Celtics (25-7) vs. 76ers (23-9)
December 19, 1979
Boston Garden
If the Celtics ever made a statement game in December, then this was the one.
And really, was there any doubt the Celtics would lose game #33 of this season?
“You can call it a glamour game if you like,” Celtics coach Bill Fitch told Larry Whiteside in the Boston Globe’s game preview. “I don’t think crucial is the right word. Not this early in the season. It’s a very important game, but no matter what happens, we will still be in first place…”
The game, which was not televised but heard locally on WBZ Radio, packed a capacity crowd of 15,320 to see the Celtics hammer the Sixers and eradicate a few demons in the process.
There is a purpose to what these Boston Celtics are doing this year, Leight Montville wrote in the December 20, 1979 edition of the Globe. found in the Boston Globe Archive access. They are not just playing a random 82-game set of basketball games, are they? They are settling scores.
Somewhere in the back of their minds, or folded up and kept in the secret compartments of their wallets, there is a tattered and oft-handled list that was compiled during two long years of trouble. All the names and all the numbers are on the list. All the transgressions, real and imagined. All the humiliations. Somewhere there is this list and now, one by one, the names and numbers and embarrassments are being checked off.

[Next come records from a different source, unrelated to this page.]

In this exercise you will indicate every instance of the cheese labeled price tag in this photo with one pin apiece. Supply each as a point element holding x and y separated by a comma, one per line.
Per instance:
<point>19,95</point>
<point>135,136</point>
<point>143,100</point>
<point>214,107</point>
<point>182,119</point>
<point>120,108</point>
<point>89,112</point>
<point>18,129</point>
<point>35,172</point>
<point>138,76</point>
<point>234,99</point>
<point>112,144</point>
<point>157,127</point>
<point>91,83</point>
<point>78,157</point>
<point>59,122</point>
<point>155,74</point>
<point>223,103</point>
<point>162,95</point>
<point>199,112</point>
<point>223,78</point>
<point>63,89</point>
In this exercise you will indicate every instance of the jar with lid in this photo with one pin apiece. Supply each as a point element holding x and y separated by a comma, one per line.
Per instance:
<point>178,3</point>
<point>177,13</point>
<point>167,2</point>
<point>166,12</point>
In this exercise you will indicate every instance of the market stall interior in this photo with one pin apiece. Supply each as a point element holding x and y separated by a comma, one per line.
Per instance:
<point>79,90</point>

The Bullets … the San Antonio Spurs … the Atlanta Hawks … the screamers behind the bench in New York… the yahoos in Houston … Elvin, EEEEEEEEE, Hayes … Larry, Dr. K., Kenon … Don Nelson and the Milwaukee Bucks. One by one. One after another. Night after night.
And now … the biggest one of all. The Philadelphia 76ers.

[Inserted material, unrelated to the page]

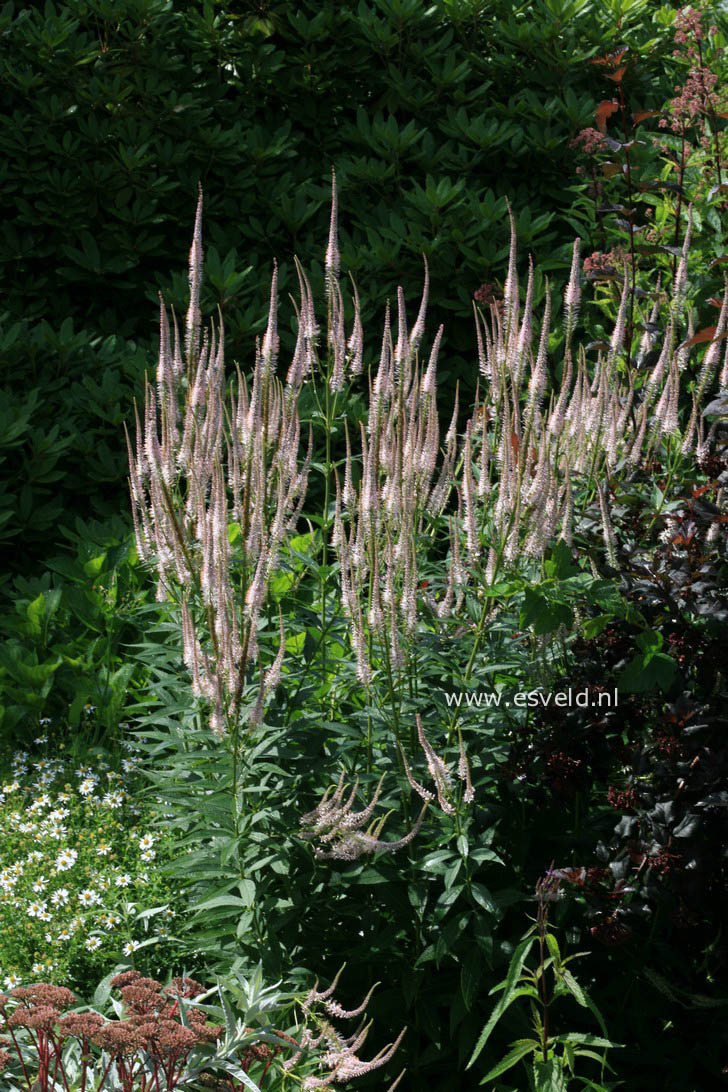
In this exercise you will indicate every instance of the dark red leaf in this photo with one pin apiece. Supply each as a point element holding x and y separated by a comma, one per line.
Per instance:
<point>639,116</point>
<point>610,58</point>
<point>605,110</point>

Philly suffered a setback with the loss of Doug Collins with a stress fracture of the right foot and a bone spur on his right ankle a week prior in back-to-backs with the Hawks (a surprising 4-0 so far against Philly). Julius Erving, who dropped a line of 37/10/8 on the Celtics in their first meeting, was held to 20 points on this evening at the Garden, and the Celtics defense was not intimidated by brute forward Darryl Dawkins.
And so we give you Boston 112, Philadelphia 89, wrote Bob Ryan in the 12/20/79 Globe. We give you 15,320 stomping, roaring, cheering fans who, on a night of countless ovations, saved their biggest for Jeff Judkins when took a pass on a fast break, dribbled backward into the right corner and swished a three-point jumper to give the Celtics a 108-81 lead with 3:12 left. As his coach frantically signaled for timeout. It is ever thus for these star-struck athletes. Were a Celtic to throw a brick through a department-store window at high noon on Washington Street, he undoubtedly would be given a civic citation. The Celtics have won six straight. They have a three-game lead over the 76ers. They can do no wrong.
The Bird Era had officially begun.
“People can’t keep us down,” Chris Ford told Bob Ryan. “Not as a unit, anyway.”
What the Celtics did to their chief divisional rivals was keep the visitors from getting inside, take care of themselves on the backboards (even winning the second-chance point battle, 10-8) and then run like hell.
With the defense sagging masterfully on the cold-shooting 76ers, and with the Celtics connecting on 1 of their first 16 second-quarter shots en route to a 38-point period (18 on the fast break), Boston expanded a shaky 22-18 one-quarter advantage into such comfortable margins as 37-20, 44-26 and 56-35 in the second period.
Leigh Montville’s column added to the excitement of the Celtics’ rebirth.
How many sad nights had the Celtics spent with these same Sixers in the two woebegone years? How many cruises had they seen by the Good Doctor, the estimable Mr. Julius Erving from the University of Massachusetts? How big had the manchild, Dr. Dunkenstein, Darryl Dawkins seemed? How far away had the greatest rivalry in the NBA slipped, the Sixers off to division championships and folderol, the Celtics off to dark places and quiet conversation?
“I’d have had to have been very skeptical about it, don’t you think?” Cedric Maxwell replied. “I mean, we were looking forward, but this … this is just a plus, everybody coming together this way. All the turmoil, all the animosity of those two years are gone. It’s just beautiful.”
The tune that the Celtics did on the Sixers last night at the Garden was nothing less than the answer to one of their fans’ most wild dreams for two long years. The Celtics didn’t just beat the Sixers, 112-89, last night. The Celtics humiliated the Sixers, 112-89.
Philadelphia. Check. The rivalry has been born again.
The Celtics returned to action by hosting the Spurs on Friday, and then a quick return bout in Philly on Saturday.